Osmanlı Devleti'nde ilk defa Orhan Bey zamanında kurulan medreseler, zaman içinde büyük gelişme göstermiş, gerek Fatih, gerekse Kanuni döneminde gerçekleştirilen düzenlemelerle de mükemmel bir işlerliğe kavuşturulmuştur. Böylece medreseler, bir yandan ilim adamları yetiştirirken, diğer yandan da zamanın toplum ve ihtiyaçlarına cevap verir hale gelmişlerdir.

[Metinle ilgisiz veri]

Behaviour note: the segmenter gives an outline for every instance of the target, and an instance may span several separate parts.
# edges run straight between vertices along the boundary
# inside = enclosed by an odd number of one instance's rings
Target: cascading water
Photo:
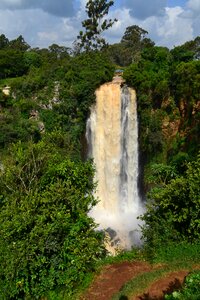
[[[140,243],[136,94],[121,81],[102,85],[87,122],[89,155],[96,167],[99,203],[91,216],[121,248]]]

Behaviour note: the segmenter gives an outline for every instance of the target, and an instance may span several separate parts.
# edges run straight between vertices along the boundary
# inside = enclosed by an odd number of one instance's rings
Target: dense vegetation
[[[181,291],[175,291],[172,295],[166,295],[166,300],[198,300],[200,298],[200,272],[195,271],[186,277]]]
[[[199,241],[199,51],[199,37],[171,51],[151,46],[124,74],[138,96],[141,172],[149,191],[143,237],[151,258],[159,246]]]
[[[37,299],[63,285],[70,295],[104,252],[87,216],[96,203],[94,170],[59,153],[55,142],[10,151],[0,182],[1,299]]]
[[[1,299],[64,299],[52,295],[71,295],[105,256],[88,216],[96,199],[84,136],[95,90],[119,66],[138,96],[147,257],[166,245],[199,249],[200,38],[169,50],[147,34],[130,26],[119,44],[97,50],[94,39],[86,51],[0,36],[1,90],[10,86],[0,91]]]
[[[94,169],[82,158],[94,92],[114,67],[101,52],[73,57],[56,45],[29,54],[38,65],[1,82],[11,87],[0,95],[1,299],[69,296],[105,256],[88,217]]]

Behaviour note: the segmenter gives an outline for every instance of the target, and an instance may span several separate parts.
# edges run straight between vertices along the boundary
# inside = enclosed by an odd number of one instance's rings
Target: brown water
[[[102,85],[87,122],[90,156],[96,167],[99,203],[91,215],[100,229],[114,230],[122,248],[139,243],[138,122],[136,93],[120,81]]]

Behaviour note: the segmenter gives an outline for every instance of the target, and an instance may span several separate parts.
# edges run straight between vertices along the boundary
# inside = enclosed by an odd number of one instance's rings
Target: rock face
[[[2,89],[2,92],[6,95],[9,96],[10,95],[10,87],[9,86],[4,86]]]
[[[138,124],[136,93],[120,76],[96,91],[87,122],[100,199],[91,214],[101,229],[116,232],[113,244],[130,248],[141,213],[138,195]],[[116,242],[117,241],[117,242]],[[117,245],[116,245],[117,243]],[[112,244],[112,241],[111,241]]]

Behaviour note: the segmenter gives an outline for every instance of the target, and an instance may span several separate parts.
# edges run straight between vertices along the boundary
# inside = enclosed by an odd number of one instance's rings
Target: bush
[[[153,188],[149,195],[143,238],[152,253],[171,242],[200,238],[200,155],[183,176]]]
[[[200,271],[194,271],[186,277],[181,291],[165,296],[166,300],[198,300],[200,299]]]
[[[21,143],[0,174],[0,298],[68,295],[102,257],[102,235],[88,211],[90,162],[73,162],[44,142]]]

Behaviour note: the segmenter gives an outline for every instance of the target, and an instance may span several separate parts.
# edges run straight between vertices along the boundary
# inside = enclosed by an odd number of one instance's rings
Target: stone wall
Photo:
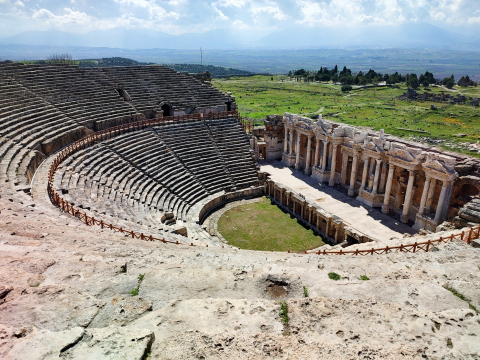
[[[277,184],[272,180],[266,183],[266,195],[280,208],[295,216],[306,227],[319,233],[330,244],[352,245],[372,241],[366,234],[356,230],[336,215],[307,201],[302,194]]]

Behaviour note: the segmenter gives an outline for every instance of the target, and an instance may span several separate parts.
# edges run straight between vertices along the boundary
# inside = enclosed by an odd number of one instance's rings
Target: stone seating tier
[[[196,121],[118,135],[66,159],[55,187],[92,216],[113,223],[119,217],[143,232],[166,231],[169,227],[159,222],[166,213],[173,214],[169,225],[185,223],[202,199],[257,183],[248,141],[235,124]],[[222,136],[222,131],[236,134]]]

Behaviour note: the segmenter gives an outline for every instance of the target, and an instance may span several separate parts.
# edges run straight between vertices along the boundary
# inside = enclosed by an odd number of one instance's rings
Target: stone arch
[[[160,109],[163,110],[163,116],[173,116],[173,108],[169,103],[161,103]]]
[[[457,195],[461,195],[462,190],[465,191],[466,192],[465,194],[469,196],[478,195],[480,194],[480,177],[471,176],[471,175],[462,176],[456,181],[455,187],[457,189],[456,191]],[[473,193],[474,189],[477,190],[476,193]]]
[[[461,207],[478,195],[480,195],[480,177],[462,176],[455,182],[452,206]]]

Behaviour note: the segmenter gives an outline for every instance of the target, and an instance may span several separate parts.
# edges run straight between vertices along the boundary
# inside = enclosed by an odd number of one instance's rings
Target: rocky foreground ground
[[[2,359],[480,358],[480,249],[464,242],[365,257],[185,247],[88,227],[43,195],[25,205],[1,195]]]

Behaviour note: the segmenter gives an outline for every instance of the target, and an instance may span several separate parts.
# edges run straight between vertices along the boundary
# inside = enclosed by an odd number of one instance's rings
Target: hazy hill
[[[83,35],[62,31],[28,31],[0,38],[0,44],[88,46],[123,49],[244,49],[408,47],[480,50],[480,35],[455,33],[430,24],[344,28],[283,27],[266,34],[217,29],[204,33],[170,35],[147,29],[116,28]]]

Osmanlı medreselerinde ilk teşkilatlanmanın Yıldırım Bayezid devrinde gerçekleştirildiği belirtiliyor (İzgi, 1997). Ayrıca Fatih'in meydana getirdiği medrese teşkilatı öncesinde Osmanlı medreselerinin Telvih, Miftah ve Haşiye-i Tecrid okunan medreseler olarak üç kısma ayrıldığı bilinmektedir (Tekindağ, 1973).
Osmanlı medreselerinde asıl teşkilatlanma Fatih döneminde gerçekleşmiştir. Fatih, İstanbul'u alıp Sahn-ı Seman Medreselerini kurduktan sonra bir teşkilatlanmaya gidilmiştir. Öyle ki, Sahn-ı Seman Medreselerinin inşasından sonra medreselerin dereceleri; Haşiye-i Tecrid (Yirmili), Miftah (Otuzlu), Kırklı, Hariç, Dâhil ve Sahn-ı Seman şeklinde ayrılmıştır. II. Bayezid devrinden itibaren de altmışlı medreseler yapılmıştır (Halaçoğlu, 1999).
Kanuni döneminde ise medreseler; İbtida-i Hariç, Hareket-i Hariç, İbtida-i Dâhil, Hareket-i Dâhil, Muvassıla-i Sahn, Sahn-ı Seman, İbtida-i Eletmişli, Hareket-i Eletmişli, Muvassıla-i Süleymaniye, Hamis-i Süleymaniye, Süleymaniye ve Daru'l Hadis şeklinde sıralanmışlardır (Ahmet Cevdet Paşa, Tarihsiz).
Tüm bunların yanında Osmanlı medreseleri amaçları ve gördükleri hizmetler bakımından iki gruba ayrılmıştır. Bunlar; Umumi Medreseler ve İhtisas Medreseleredir. Umumi Medreseler; İslami ilimler ile İslam dünyasına dışarıdan giren ilimlerin çeşitli nispetlerde okutulduğu medreselerdir. Genel olarak kadı, müderris ve müftü yetiştirmek için kurulmuşlardır. Bu medreseler köylere varıncaya kadar Osmanlı ülkesinin her tarafına yayılmıştır (Baltacı, 1976).
İhtisas medreseleri ise; doğrudan doğruya ihtisası gerektiren Ulum-i İslamiyye'den birini yahut da Ulum-i Dahile'den birini öğrenmeyi hedef alan ve o ilmin tahsiline mahsus metodlarla öğretim faaliyetlerinde bulunan medreselerdir (Baltacı, 1976)
İhtisas medreseleri de kendi aralarında üç gruba ayrılmaktadır. Bunlar; ilki I. Murad devrinde açılmış ve Hz. Muhammed'in ( SAV) hadis-i şerifleriyle ilgili ilimleri öğrenmek maksadı taşıyan Darü'l Hadisler, ilki Yıldırım Bayezid tarafından Bursa'da açılan ve Kur'an-ı Kerim'in doğru okunuşu ile Hz. Peygamber'e dayanan okunuş rivayetlerini öğreten Darü'l Kurralar ve daha önceleri Darü'ş Şifa olarak anılan ve tıp ilimlerinin ve uygulamasının beraberce öğretildiği medreseler olan Darü't Tıblar'dır (Baltacı, 1976).